Viveash acknowledged that there had been, at the outset, a major division between those, like the Arab League, China and the United States, who placed the emphasis on the “illicit” trade in small arms and others, like Canada, the European Union, Japan and some African states, who tried to focus discussion on the final phrase in the conference title – “in all its aspects”. Canada had wanted a comprehensive approach, addressing the arms control, crime control and peacebuilding dimensions at all levels, and arguing that to deal effectively with the illicit trade you also needed to address the licit trade and, in particular, “leakages” from it – and Afghanistan was currently a good example of this.
In finding an appropriate balance between words such as PoA commitments and practical actions, Viveash spoke to the three categories of measures the Ploughshares paper had highlighted: increasing controls over access to, and availability of, small arms; reducing demand for such weapons; and improving compliance with, and implementation of, the proposed measures.

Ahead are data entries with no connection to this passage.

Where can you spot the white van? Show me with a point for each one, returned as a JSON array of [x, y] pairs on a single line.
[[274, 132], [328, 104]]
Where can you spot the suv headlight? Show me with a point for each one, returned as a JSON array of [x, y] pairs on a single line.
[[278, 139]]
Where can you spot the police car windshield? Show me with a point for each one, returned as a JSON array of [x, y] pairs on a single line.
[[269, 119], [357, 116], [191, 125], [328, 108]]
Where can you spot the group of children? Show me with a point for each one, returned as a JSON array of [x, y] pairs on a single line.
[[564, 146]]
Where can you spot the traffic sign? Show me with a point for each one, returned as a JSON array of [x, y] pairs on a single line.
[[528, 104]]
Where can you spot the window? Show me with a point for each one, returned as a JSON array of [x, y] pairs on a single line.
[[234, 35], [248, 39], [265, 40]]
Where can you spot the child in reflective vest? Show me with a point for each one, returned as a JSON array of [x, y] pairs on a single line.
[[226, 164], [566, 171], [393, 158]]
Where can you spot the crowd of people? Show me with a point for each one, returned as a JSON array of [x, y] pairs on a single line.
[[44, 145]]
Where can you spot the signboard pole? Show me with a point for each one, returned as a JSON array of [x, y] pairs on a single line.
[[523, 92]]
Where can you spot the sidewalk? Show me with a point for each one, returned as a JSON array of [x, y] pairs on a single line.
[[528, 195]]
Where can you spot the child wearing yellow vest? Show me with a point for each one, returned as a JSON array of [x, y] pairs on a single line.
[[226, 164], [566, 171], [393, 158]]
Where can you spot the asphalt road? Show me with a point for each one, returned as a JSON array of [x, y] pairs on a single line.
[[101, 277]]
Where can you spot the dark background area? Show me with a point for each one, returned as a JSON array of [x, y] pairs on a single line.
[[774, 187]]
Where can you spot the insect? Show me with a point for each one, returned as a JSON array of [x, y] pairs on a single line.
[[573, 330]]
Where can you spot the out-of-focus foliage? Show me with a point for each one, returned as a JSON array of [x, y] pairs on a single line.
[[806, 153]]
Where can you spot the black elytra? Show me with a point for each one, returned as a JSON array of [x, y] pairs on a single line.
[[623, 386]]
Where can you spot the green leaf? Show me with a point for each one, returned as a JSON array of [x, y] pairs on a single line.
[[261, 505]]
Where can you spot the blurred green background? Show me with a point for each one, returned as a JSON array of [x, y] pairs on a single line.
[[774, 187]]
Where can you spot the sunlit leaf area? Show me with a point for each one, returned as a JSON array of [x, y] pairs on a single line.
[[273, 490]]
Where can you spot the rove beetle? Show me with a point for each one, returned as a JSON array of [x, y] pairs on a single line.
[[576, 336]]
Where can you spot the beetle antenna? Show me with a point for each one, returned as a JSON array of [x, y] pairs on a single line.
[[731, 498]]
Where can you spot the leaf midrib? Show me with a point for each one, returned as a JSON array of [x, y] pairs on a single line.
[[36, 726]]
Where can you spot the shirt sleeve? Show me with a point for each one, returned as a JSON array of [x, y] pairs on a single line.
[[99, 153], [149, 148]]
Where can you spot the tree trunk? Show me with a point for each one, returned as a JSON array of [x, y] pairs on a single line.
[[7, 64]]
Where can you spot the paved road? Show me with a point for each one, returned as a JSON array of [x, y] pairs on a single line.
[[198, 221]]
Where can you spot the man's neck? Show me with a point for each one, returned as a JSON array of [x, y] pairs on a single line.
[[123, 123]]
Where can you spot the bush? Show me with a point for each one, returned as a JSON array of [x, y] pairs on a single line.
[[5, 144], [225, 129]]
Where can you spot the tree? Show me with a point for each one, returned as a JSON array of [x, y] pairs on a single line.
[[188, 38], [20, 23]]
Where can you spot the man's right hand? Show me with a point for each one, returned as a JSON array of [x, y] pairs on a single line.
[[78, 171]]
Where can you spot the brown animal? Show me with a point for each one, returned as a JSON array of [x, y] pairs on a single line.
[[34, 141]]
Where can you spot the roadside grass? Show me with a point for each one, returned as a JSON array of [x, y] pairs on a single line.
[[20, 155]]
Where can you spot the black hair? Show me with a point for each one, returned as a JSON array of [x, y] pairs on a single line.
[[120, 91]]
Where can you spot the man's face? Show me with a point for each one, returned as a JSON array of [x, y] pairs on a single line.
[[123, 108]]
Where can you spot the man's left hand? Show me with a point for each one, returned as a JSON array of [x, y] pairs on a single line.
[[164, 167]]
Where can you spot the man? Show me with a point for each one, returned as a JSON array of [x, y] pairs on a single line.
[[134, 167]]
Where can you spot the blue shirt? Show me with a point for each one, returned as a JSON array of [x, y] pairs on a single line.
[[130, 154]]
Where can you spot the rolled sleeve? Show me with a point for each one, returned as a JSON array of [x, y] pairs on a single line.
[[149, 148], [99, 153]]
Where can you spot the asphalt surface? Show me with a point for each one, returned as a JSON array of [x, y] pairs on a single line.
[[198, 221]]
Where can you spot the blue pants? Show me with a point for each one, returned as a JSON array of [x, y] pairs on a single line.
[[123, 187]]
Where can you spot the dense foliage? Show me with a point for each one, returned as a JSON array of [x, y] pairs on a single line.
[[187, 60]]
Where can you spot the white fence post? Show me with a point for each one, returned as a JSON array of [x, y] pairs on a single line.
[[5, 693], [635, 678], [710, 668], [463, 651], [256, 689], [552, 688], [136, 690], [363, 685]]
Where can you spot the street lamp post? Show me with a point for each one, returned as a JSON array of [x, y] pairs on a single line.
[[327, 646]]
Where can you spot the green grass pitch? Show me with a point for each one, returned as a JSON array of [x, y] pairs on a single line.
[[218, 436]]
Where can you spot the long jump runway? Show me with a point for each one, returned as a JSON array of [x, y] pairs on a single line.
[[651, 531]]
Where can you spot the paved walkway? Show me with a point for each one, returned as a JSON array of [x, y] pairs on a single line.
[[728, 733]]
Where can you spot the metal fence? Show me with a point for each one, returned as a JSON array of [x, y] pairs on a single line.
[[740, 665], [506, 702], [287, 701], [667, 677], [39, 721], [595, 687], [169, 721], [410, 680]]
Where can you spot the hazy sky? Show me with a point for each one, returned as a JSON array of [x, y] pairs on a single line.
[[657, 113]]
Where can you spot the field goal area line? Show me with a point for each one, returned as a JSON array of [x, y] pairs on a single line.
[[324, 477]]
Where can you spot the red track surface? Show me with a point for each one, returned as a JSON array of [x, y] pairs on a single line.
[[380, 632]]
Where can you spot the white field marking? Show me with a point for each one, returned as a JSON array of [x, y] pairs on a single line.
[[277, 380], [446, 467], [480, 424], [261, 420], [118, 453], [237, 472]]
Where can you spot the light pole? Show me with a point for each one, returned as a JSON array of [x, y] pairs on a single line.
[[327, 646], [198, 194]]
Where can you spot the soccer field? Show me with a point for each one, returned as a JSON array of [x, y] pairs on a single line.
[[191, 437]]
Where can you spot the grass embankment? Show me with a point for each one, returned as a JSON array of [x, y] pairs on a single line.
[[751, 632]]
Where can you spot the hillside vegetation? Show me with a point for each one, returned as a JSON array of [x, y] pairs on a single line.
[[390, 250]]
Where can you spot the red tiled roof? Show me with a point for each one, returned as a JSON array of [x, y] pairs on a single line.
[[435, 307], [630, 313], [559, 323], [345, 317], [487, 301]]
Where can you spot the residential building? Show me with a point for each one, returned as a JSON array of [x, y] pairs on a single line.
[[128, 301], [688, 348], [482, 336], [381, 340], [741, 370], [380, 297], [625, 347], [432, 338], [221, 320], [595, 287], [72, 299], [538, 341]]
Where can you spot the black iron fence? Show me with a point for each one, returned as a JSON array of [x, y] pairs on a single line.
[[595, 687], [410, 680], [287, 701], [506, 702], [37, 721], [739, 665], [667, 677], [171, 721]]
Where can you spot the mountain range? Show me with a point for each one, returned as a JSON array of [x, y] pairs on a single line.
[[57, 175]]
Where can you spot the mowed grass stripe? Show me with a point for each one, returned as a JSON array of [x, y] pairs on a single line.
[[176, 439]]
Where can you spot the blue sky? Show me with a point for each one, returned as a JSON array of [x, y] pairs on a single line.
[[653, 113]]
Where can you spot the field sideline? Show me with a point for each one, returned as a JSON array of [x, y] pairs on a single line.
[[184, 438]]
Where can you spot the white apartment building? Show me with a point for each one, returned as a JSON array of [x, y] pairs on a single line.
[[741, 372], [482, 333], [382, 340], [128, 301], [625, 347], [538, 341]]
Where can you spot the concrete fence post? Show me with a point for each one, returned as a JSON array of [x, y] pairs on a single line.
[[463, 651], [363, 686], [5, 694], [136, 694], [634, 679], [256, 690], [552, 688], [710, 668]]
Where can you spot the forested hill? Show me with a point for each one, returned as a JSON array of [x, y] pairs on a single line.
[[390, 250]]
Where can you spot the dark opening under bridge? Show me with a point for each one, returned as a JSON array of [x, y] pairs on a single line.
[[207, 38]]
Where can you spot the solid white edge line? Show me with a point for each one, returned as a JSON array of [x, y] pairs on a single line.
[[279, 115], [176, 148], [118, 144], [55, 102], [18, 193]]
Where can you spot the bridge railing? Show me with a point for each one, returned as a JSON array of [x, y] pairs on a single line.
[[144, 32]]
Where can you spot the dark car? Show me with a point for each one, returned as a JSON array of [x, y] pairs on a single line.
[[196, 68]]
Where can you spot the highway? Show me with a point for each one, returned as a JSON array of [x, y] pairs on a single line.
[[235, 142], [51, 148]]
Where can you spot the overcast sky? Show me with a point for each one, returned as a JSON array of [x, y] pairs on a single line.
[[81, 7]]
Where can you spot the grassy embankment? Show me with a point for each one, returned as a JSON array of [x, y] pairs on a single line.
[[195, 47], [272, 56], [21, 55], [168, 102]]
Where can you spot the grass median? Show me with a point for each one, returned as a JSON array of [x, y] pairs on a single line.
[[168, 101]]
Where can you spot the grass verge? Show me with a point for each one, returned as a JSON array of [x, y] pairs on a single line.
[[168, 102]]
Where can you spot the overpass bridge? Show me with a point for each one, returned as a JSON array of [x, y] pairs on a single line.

In terms of increasing controls over civilian access to small arms, the United States throughout rejected any efforts to limit arms transfers to “non-state actors”, as an unacceptable constraint on their foreign policy. Also disappointing was American resistance to any restrictions on civilian possession of small arms. Viveash commented that since the PoA was a political declaration, rather than a treaty, it clearly did not require the United States to institute domestic gun control.
In terms of state access, Viveash thought that the PoA call for states to put in place “adequate laws” covering exports and imports represented a control on the licit trade. Under the PoA, states are committed to assess export applications in light of their “existing responsibilities under international law”, which the Ploughshares briefing paper suggests is “a breakthrough in the sense that it asserts the relevance of international norms and standards (not just national interests) in restricting international transfers”. Canada and the EU worked closely, if unsuccessfully, to include examples of specific export criteria; and Canada has endorsed the EU Code of Conduct on arms exports generally. There are, said Viveash, “significant commitments” in the PoA regarding destruction of surplus stocks and weapons collection in post-conflict zones; however, there is no specific fund established for this work, which costs “a lot of money”.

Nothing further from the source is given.